I recall that was taken care of. Why doesn't someone take care of that.
tags 636292 will-get-fixed-by-donkult-then-hell-freezes-over kthxbye This is open source software: YOU are part of the awesome team! So feel free to blame yourself that you haven't taken care of it. In fact, as we are all volunteers you can only blame yourself… your one line patch to this bugreport. We need NOTHING else from you. I repeat: NOTHING ELSE! No goddamn tcpflow logs nor any other data, just provide your simple patch and everybody will be happy. Thanks. I can only speak for myself, but I haven't even tried to look at this issue because of this sentence (and all the howling before and after that). And I am pretty sure it will need a loooooooong time until I feel motivated to do so thanks to your behavior in the buglog, so if I were you I would submit a patch or keep silent until I can provide something useful to fix the bug I respond to. Bonus points if you can do both. If you want to blame anyone in the meantime, blame yourself for considerable lower the chances to get this or any related bug fixed by working hard on demotivating at least one of the few people who regularly contribute to APT… Thats a great achievement, given that even the worst kids in my young groups can't make that happen, so: Congratulations! David Kalnischkies P.S.: Don't bother to answer, the buglog includes enough messages already and I will not read it anyway. Everything we need is your patch now, so hurry up.
Might be that the trade off between "time to spend" and "what I like to do first" might not suite your wishes. As always "Show the code" still applies.
A bug involving InRelease files which has similar symptoms was reported on http://bugs.debian.org/cgi-bin/bugreport.cgi?bug=641769
retitle 636292 dak/apt: deficiencies at handling out-of-sync metadata summary 636292 87 thanks If anyone disagrees with the above triage, please change the summary and/or title. Thank you. You're expected to read the entire thing when refered to a bug report in a thread you're replying to. Anyway, triaged. I didn't want to do it because it is not my bug, it is not a package I work on, and I have no idea wether the apt developers agree with my anaylsis of #636292 or not.

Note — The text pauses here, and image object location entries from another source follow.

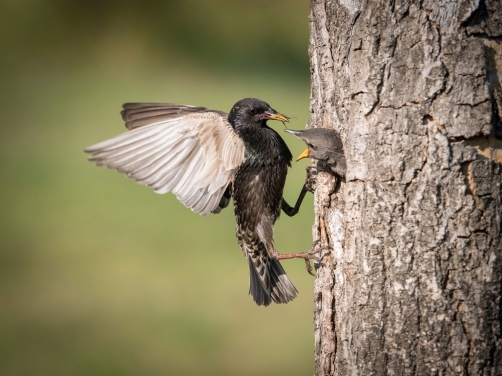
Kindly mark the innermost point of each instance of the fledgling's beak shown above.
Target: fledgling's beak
(274, 115)
(305, 154)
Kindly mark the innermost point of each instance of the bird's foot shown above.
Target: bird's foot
(312, 254)
(311, 178)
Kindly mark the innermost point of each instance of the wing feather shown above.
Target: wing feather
(190, 151)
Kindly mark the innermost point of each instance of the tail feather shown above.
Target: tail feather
(268, 281)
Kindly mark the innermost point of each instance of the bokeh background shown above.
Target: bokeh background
(98, 275)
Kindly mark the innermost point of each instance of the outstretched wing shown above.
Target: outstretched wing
(190, 151)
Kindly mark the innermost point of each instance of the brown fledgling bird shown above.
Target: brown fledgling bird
(324, 145)
(205, 157)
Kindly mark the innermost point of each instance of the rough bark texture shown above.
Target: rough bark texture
(413, 284)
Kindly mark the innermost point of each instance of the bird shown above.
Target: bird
(325, 146)
(206, 157)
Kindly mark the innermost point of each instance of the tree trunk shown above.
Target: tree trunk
(413, 283)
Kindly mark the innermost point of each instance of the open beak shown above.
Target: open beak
(305, 154)
(274, 115)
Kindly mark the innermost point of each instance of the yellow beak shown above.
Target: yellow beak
(305, 154)
(277, 116)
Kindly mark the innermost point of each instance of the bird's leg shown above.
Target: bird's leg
(313, 253)
(307, 187)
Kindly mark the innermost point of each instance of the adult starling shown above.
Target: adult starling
(324, 145)
(205, 157)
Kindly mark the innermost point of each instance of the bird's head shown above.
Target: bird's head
(252, 111)
(321, 142)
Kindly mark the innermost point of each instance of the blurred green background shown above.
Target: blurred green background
(99, 275)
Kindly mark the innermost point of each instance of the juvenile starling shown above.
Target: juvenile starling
(324, 145)
(205, 157)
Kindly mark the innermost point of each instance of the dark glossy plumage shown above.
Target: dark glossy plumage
(257, 192)
(205, 157)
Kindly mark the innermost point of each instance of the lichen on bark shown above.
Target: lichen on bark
(413, 283)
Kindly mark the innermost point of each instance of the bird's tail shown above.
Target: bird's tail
(268, 281)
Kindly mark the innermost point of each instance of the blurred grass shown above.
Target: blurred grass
(98, 275)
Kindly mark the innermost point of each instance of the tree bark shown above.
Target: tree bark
(413, 283)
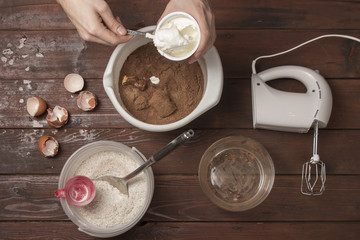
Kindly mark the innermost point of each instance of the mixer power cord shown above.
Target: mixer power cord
(302, 44)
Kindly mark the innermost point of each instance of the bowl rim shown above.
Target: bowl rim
(211, 96)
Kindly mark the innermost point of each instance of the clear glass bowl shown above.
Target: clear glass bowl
(236, 173)
(73, 163)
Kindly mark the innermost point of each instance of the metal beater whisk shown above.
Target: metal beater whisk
(313, 172)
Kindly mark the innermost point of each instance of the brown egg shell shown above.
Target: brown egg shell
(45, 148)
(58, 122)
(86, 101)
(36, 106)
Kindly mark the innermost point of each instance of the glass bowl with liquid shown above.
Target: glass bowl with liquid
(236, 173)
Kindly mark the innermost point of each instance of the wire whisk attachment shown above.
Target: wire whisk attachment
(314, 171)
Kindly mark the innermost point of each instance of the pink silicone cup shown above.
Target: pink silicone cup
(78, 191)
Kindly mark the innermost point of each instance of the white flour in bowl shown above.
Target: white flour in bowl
(110, 207)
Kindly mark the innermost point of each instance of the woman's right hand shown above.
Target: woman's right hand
(95, 22)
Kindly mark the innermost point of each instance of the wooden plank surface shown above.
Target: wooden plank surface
(179, 198)
(184, 230)
(338, 149)
(39, 46)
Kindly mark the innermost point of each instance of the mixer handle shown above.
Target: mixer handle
(308, 77)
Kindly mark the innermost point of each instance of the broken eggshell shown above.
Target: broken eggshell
(73, 82)
(57, 117)
(86, 101)
(48, 146)
(36, 106)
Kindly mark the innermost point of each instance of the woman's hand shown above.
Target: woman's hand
(95, 21)
(201, 11)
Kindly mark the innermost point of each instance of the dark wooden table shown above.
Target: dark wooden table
(179, 209)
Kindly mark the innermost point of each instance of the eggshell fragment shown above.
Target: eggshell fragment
(48, 146)
(57, 117)
(73, 82)
(36, 106)
(86, 101)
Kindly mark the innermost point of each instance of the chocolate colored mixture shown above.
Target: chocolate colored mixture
(177, 95)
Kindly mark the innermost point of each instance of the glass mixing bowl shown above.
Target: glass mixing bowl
(236, 173)
(73, 163)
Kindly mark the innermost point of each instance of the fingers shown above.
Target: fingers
(113, 24)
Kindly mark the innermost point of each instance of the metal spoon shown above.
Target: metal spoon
(121, 182)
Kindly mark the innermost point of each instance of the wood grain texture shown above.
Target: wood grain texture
(233, 111)
(183, 230)
(63, 52)
(179, 198)
(338, 149)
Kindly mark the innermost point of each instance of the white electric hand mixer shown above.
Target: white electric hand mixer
(295, 112)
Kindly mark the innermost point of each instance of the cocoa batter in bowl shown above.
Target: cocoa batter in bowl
(164, 112)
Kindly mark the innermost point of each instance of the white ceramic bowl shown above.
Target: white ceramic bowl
(73, 163)
(170, 17)
(213, 79)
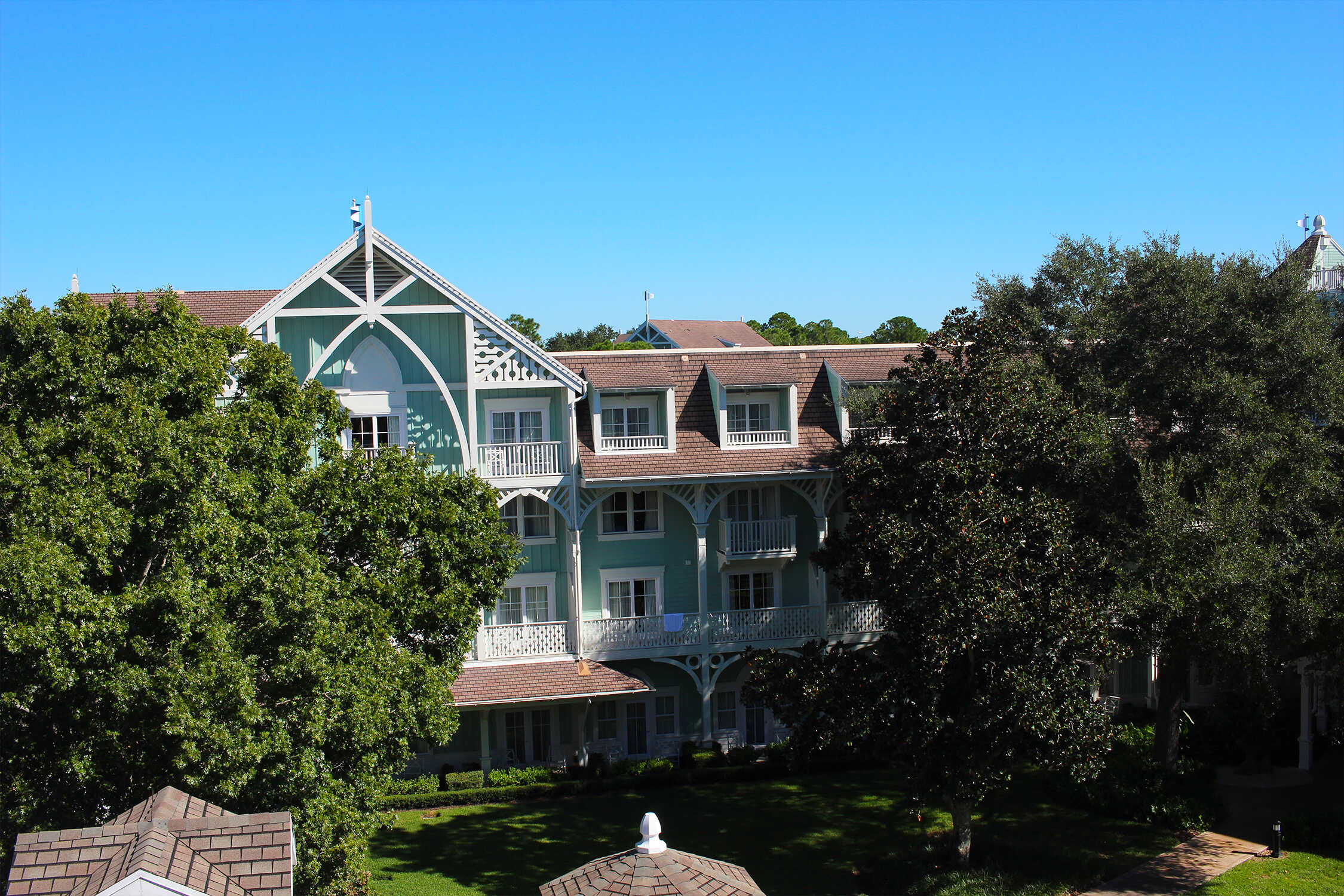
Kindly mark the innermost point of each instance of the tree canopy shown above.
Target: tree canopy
(187, 598)
(974, 523)
(1229, 389)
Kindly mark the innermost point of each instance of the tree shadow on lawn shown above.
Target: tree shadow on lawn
(842, 833)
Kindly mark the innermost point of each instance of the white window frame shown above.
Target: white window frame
(504, 405)
(531, 581)
(400, 414)
(539, 539)
(631, 535)
(631, 574)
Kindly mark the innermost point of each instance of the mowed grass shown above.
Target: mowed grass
(1293, 875)
(842, 833)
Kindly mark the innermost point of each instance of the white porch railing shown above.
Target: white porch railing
(639, 632)
(523, 460)
(527, 640)
(855, 617)
(771, 624)
(633, 443)
(760, 437)
(759, 538)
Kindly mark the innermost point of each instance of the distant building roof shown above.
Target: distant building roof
(170, 837)
(698, 335)
(216, 306)
(529, 682)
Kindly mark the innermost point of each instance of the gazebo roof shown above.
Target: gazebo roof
(652, 870)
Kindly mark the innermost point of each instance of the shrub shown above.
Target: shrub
(1320, 830)
(1135, 786)
(520, 777)
(422, 785)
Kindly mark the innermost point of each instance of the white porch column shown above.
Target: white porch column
(1304, 738)
(484, 715)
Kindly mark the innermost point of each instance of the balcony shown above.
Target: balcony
(759, 438)
(635, 443)
(759, 539)
(632, 633)
(857, 617)
(523, 460)
(527, 640)
(766, 624)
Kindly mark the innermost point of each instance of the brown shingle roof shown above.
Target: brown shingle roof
(529, 682)
(707, 333)
(173, 836)
(616, 375)
(698, 452)
(217, 308)
(667, 873)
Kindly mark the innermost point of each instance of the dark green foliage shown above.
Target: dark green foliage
(186, 600)
(980, 532)
(584, 340)
(1229, 390)
(1135, 785)
(524, 326)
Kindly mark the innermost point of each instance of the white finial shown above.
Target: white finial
(651, 828)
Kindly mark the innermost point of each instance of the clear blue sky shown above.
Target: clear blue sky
(851, 161)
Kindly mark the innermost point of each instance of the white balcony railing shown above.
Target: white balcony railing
(640, 632)
(523, 460)
(633, 443)
(771, 624)
(527, 640)
(759, 538)
(855, 617)
(760, 437)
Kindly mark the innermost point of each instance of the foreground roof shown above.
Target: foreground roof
(483, 686)
(667, 873)
(170, 839)
(214, 306)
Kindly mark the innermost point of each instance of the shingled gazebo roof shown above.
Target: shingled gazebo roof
(652, 870)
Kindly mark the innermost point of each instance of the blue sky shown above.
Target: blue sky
(851, 161)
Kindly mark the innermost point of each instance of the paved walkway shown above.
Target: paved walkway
(1191, 864)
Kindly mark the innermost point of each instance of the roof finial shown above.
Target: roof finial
(651, 828)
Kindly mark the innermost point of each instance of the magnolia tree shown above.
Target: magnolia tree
(206, 591)
(977, 527)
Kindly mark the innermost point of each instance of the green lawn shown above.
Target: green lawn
(843, 833)
(1293, 875)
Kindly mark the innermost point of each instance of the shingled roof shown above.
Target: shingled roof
(652, 870)
(707, 333)
(171, 836)
(217, 308)
(530, 682)
(698, 452)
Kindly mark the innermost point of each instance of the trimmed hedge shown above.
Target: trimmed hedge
(561, 789)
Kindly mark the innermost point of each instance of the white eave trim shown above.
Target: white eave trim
(142, 883)
(565, 375)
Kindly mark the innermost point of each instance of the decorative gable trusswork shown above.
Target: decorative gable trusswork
(496, 360)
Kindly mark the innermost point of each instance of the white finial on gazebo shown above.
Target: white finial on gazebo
(651, 828)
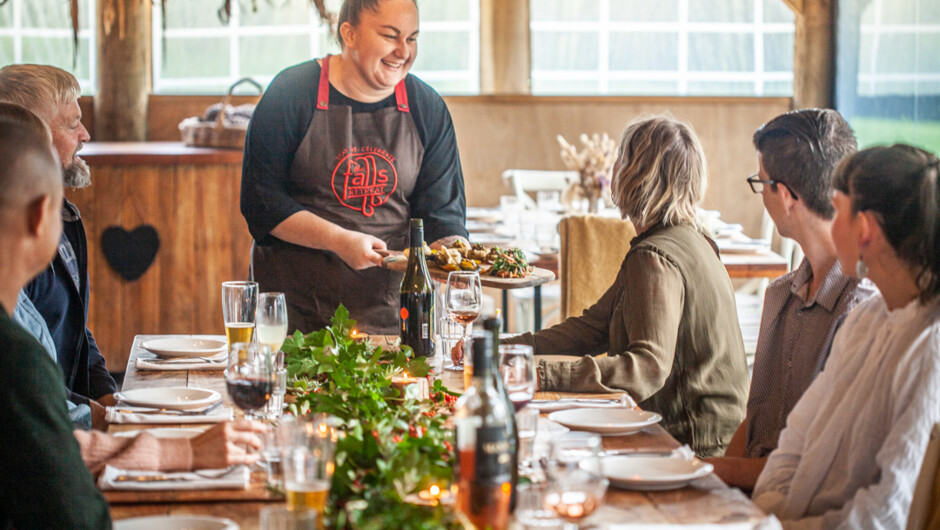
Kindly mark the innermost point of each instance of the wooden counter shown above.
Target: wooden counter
(191, 197)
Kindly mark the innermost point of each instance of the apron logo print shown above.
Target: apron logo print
(364, 181)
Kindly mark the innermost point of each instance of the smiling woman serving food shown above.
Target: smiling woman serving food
(340, 153)
(668, 322)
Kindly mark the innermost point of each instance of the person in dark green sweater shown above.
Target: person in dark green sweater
(43, 480)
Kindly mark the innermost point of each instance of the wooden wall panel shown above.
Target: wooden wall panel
(203, 241)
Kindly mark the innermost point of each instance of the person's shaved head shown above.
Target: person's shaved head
(29, 168)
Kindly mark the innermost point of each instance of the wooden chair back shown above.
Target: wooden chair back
(592, 249)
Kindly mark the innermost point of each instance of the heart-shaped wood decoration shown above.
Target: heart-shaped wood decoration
(130, 254)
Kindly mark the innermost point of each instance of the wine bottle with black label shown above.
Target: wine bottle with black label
(417, 297)
(485, 445)
(492, 326)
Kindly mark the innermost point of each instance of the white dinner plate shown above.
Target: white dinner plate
(653, 472)
(605, 420)
(163, 432)
(740, 247)
(184, 347)
(179, 398)
(176, 522)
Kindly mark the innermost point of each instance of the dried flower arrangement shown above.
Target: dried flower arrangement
(593, 164)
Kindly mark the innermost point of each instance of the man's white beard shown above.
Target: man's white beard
(77, 175)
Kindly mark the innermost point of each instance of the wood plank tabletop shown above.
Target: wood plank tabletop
(706, 501)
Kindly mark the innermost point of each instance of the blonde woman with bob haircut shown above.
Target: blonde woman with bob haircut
(668, 322)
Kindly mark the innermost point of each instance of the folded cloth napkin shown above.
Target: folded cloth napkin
(551, 405)
(233, 478)
(128, 414)
(216, 362)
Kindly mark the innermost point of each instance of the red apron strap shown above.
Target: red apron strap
(401, 96)
(323, 93)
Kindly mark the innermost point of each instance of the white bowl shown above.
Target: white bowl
(184, 347)
(176, 522)
(610, 420)
(178, 398)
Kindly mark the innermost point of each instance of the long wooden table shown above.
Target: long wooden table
(707, 501)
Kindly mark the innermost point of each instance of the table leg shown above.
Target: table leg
(537, 307)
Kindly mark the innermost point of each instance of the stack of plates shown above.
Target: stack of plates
(184, 347)
(608, 421)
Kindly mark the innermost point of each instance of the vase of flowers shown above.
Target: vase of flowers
(593, 162)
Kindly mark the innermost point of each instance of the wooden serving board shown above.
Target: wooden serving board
(397, 261)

Please feel free to improve the title or chose a new summary. That misses the point, IMO. To me, it looks like what's "broken" is that the repository format _and_ the front-ends have deficiencies at handling metadata which is unsyncronized either in-mirror or across mirrors. And these deficiencies are a lot more important nowadays than they once were, as we have now many dinstall runs per day, lots of users tracking testing and unstable, a larger set of metadata files, a larger and more diverse set of mirrors... I.e: a lot more chances to hit unsyncronized metadata windows.
Le 2011-09-17 11:34, Henrique de Moraes Holschuh a écrit : I was unaware of that. [...] I don't think increasing dinstall frequency worsens these issues significantly if dinstalls get shorter (unless previous dinstalls ran during the night). I also think archive size growth should have been compensated by performance increases. I think the time spent synchronizing a mirror must not have increased a lot. What did change here (dramatically) is the proportion of that time where APT indices updates fail. Round-robin mirrors might also have worsened. Anyway, the repository format is not a problem per se, it's the combination of what's on a mirror and how APT fetches it that's a problem. If you assume the communication protocol is HTTP-like, then indeed there should be mechanisms to cope with race conditions - i.e. file versioning and/or having APT retry or report desynchronizations.